The steel caisson is 2.97 m wide and carries the inscription, "Pope Maher and Co Sydney 1896 Darlington Iron Works". Other inscriptions on the equipment read, "Shone and Aults Patent Manufactured by Hughes and Lancaster London Nos. 438 and 447, 1896".

=== Modifications and dates ===
The steel caisson has been filled with sand.

== Heritage listing ==
As at 24 August 2005, Double Bay Sewage Ejector Station No. 1 remains is of historic and technical/research significance. Historically, it was the first low level sewage pumping station constructed to serve Sydney in 1898 and is the only surviving ejector station of the five originally built to serve Double Bay. It is also significant for its historically integral association with the Bondi Ocean Outfall Sewer which it served. It has high scientific significance, having educational potential to reveal information about the shone ejector principle of lifting sewage by means of compressed air, which was superseded by present-day electrical pumps.

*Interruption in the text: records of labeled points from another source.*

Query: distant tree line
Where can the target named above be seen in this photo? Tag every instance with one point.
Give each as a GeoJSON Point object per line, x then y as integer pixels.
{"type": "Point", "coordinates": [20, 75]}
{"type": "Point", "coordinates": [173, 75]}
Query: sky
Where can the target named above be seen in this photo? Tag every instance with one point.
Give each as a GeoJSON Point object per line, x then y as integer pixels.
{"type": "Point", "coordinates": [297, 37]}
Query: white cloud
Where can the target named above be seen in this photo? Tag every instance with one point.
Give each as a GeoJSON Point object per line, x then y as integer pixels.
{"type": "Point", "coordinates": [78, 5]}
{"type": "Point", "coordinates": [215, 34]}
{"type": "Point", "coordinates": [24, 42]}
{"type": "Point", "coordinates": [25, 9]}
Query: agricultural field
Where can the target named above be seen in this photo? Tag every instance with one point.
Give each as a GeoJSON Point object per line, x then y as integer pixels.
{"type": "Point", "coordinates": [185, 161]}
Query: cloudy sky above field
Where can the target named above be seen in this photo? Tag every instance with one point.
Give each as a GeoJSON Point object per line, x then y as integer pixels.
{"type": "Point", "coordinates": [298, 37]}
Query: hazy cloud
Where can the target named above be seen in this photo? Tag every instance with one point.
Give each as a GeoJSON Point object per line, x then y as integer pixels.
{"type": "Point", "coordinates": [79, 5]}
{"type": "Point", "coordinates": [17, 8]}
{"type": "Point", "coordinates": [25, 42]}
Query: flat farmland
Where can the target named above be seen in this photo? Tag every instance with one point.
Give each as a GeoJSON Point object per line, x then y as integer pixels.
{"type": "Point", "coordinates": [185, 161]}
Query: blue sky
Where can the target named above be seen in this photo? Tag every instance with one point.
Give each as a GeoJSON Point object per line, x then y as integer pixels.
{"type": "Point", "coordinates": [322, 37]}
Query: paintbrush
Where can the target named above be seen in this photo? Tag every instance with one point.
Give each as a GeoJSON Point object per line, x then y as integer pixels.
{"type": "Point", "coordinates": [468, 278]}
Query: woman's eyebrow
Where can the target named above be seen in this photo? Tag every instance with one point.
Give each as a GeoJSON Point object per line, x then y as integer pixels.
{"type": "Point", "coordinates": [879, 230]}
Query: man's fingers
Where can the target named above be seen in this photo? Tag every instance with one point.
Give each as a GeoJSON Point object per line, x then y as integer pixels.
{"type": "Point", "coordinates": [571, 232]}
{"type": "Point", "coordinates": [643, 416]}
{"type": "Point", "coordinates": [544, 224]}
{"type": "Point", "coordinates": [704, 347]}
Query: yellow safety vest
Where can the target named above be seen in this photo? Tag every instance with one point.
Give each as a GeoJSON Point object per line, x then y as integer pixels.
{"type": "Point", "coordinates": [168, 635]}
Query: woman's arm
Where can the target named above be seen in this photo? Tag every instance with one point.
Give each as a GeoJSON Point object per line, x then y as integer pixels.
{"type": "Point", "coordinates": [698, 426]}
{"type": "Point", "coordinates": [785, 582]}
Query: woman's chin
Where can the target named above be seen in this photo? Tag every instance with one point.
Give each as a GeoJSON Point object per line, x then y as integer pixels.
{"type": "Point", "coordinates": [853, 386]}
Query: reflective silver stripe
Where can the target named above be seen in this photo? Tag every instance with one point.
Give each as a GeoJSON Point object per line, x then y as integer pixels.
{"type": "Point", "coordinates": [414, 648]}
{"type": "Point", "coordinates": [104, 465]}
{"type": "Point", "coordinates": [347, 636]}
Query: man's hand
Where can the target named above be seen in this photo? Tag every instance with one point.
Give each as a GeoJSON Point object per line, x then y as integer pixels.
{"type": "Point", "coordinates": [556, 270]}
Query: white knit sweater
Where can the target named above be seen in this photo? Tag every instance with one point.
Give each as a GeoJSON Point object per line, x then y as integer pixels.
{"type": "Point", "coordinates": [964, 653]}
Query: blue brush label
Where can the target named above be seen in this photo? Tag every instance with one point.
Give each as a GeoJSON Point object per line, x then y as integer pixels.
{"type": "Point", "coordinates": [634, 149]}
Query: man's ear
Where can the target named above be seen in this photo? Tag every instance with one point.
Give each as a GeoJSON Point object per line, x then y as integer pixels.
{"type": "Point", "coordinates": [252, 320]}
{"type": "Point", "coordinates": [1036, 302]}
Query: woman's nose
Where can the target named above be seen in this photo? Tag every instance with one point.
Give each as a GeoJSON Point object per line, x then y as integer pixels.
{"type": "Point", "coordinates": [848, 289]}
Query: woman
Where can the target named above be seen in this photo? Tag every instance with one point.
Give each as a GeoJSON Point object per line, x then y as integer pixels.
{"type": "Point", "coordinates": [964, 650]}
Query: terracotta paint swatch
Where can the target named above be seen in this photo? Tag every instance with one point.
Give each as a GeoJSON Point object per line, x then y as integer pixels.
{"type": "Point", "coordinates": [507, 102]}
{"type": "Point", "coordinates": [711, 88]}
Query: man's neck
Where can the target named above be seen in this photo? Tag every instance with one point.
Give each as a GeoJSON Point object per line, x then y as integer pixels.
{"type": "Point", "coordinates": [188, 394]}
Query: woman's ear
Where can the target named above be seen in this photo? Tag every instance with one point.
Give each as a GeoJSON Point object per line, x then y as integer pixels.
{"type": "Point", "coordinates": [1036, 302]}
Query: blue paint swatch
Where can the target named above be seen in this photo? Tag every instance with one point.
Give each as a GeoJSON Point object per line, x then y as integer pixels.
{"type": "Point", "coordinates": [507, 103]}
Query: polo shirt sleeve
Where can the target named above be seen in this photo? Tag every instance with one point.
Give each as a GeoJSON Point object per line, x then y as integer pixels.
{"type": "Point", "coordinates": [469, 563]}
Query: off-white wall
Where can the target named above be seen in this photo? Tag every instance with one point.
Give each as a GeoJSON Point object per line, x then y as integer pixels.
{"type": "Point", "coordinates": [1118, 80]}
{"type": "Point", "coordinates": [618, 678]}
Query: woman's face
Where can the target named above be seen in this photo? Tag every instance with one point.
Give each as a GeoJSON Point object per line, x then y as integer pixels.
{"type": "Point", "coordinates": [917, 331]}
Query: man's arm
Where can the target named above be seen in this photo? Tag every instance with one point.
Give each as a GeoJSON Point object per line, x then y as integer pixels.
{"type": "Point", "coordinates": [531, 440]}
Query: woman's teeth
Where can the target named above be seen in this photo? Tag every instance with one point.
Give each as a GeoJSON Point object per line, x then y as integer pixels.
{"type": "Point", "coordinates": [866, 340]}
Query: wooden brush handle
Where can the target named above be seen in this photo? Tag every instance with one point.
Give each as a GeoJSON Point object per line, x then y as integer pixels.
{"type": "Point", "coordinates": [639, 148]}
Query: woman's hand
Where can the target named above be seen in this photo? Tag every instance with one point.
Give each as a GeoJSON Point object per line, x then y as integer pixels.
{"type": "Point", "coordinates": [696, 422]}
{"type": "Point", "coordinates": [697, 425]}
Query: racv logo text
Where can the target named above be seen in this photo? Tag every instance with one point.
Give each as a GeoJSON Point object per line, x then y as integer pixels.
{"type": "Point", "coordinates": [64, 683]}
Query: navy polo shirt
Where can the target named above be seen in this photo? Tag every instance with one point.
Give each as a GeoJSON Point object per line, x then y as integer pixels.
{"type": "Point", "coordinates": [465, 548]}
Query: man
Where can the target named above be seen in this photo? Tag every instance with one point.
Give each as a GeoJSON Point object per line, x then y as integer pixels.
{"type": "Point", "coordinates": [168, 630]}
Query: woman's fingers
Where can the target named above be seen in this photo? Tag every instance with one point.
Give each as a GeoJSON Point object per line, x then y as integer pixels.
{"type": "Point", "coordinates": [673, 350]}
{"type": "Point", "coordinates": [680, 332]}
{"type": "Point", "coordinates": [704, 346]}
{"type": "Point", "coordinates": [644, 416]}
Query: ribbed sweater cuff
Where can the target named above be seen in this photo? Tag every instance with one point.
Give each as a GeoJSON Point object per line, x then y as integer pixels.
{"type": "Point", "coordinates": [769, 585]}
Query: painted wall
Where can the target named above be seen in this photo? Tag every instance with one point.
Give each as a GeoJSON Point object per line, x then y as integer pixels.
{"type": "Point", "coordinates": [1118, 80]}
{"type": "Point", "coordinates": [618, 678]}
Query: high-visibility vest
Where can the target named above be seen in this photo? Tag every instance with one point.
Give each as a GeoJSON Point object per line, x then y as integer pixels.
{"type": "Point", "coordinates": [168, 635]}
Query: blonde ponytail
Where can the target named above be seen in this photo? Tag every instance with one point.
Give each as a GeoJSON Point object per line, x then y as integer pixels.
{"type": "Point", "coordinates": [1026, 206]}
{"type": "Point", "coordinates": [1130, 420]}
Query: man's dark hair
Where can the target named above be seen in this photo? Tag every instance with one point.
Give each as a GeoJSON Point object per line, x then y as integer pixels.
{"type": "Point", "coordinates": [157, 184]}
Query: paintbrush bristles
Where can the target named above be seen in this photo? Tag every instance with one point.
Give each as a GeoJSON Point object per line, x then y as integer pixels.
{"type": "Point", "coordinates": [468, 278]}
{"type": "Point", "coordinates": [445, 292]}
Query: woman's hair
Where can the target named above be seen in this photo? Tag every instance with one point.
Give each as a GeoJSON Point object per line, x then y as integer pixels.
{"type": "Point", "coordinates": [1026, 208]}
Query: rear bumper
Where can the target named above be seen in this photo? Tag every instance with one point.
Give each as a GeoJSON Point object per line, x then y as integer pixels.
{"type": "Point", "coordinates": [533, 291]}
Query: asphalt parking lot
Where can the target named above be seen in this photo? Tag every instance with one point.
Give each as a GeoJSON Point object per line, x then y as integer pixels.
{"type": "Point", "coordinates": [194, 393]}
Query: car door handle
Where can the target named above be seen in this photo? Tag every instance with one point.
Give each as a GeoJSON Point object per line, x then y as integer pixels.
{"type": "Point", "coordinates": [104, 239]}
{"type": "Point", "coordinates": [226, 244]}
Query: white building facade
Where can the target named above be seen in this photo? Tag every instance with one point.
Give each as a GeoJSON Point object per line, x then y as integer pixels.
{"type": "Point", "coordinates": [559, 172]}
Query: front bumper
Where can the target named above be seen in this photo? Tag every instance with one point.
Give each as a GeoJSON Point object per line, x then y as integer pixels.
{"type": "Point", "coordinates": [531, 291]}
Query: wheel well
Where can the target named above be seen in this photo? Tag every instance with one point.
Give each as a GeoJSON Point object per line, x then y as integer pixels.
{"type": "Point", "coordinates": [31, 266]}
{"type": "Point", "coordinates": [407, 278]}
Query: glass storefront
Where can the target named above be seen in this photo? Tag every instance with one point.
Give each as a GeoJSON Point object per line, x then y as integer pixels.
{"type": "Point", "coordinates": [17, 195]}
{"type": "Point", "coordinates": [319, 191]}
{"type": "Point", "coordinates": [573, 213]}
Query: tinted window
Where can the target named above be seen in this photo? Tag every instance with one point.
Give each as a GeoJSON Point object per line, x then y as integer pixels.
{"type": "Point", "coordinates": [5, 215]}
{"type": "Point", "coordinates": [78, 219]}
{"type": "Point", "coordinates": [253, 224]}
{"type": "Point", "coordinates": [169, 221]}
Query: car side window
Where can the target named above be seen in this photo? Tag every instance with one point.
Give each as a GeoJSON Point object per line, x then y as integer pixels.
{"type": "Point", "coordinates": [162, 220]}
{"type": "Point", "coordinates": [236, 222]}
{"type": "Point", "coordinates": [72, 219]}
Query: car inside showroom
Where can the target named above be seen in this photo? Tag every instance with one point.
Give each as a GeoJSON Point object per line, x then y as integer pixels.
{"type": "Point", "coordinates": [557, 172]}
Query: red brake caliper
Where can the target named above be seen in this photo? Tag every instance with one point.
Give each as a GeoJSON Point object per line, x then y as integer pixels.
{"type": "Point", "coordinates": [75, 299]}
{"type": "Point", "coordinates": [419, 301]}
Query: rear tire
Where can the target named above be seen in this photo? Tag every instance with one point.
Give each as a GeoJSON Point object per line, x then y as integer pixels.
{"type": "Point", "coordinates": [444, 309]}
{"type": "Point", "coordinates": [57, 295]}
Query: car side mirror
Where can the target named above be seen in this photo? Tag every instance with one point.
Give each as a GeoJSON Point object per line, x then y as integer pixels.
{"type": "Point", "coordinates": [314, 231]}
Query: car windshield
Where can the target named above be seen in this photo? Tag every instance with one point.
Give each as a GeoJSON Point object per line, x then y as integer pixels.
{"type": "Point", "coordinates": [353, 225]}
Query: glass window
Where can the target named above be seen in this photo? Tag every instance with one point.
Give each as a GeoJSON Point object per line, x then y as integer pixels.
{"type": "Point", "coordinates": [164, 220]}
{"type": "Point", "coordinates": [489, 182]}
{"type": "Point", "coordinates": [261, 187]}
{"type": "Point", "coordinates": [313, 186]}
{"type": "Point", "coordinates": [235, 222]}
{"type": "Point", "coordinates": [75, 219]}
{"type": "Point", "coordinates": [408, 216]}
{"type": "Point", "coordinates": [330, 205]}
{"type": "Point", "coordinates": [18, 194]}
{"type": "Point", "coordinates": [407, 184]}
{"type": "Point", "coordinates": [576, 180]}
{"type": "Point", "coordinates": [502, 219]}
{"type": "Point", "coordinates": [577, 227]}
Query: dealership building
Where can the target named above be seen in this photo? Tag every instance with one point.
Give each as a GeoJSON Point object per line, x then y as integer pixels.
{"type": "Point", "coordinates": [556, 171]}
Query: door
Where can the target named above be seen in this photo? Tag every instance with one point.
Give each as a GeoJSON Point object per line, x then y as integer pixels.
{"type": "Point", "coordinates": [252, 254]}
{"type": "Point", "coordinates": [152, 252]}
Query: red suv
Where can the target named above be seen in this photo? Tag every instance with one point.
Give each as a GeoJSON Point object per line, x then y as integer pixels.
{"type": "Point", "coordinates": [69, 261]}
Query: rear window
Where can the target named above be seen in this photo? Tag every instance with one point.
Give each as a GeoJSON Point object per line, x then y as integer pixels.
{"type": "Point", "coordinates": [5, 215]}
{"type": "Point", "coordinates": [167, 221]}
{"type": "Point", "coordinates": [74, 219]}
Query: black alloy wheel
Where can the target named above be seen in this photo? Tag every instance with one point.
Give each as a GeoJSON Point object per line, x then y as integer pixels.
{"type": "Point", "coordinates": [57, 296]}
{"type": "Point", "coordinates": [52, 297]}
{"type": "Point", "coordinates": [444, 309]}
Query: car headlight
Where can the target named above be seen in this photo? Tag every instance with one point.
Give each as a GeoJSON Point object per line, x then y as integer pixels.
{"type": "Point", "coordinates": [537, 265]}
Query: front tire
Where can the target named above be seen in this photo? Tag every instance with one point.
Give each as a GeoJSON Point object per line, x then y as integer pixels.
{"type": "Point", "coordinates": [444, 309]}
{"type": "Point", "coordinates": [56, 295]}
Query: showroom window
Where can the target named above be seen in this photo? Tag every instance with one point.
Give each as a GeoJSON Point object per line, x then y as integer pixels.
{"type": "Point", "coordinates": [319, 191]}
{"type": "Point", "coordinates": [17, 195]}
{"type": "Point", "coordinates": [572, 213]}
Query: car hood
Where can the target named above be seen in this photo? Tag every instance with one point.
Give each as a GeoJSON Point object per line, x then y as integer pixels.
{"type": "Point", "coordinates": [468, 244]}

The remnant fabric is now unique and of high archaeological value.

Double Bay Compressed Air Ejector Station was listed on the New South Wales State Heritage Register on 18 November 1999 having satisfied the following criteria.

The place is important in demonstrating the course, or pattern, of cultural or natural history in New South Wales.

The Double Bay Sewage Ejector Station No. 1 site is the only known remaining Shone Ejector Station of five which were constructed by the PWD in 1896 and the immediately following years. It is associated histrocially with the Bondi Ocean Outfall Sewer, which it served. This marked the beginning of the provision of sewerage for Sydney's low level areas.

The place is important in demonstrating aesthetic characteristics and/or a high degree of creative or technical achievement in New South Wales.

Item is an underground station and does not have any notable outstanding aesthetic values.

The place has potential to yield information that will contribute to an understanding of the cultural or natural history of New South Wales.

The station has high educational potential to reveal information about the ejector principle, which was at its time an effective system for pumping liquids with a high solid content that was superseded by modern, special purpose electrical pumps.

The place possesses uncommon, rare or endangered aspects of the cultural or natural history of New South Wales.

The Double Bay Ejector Station No. 1 (and its remaining fabric and components) are unique as the first low level station to serve Sydney and is the only known remaining Shone Ejector of the five constructed in Double Bay.

The place is important in demonstrating the principal characteristics of a class of cultural or natural places/environments in New South Wales.

The Double Bay Ejector Station No. 1 is a representative example of a low level sewage pumping station with a Shone Ejector.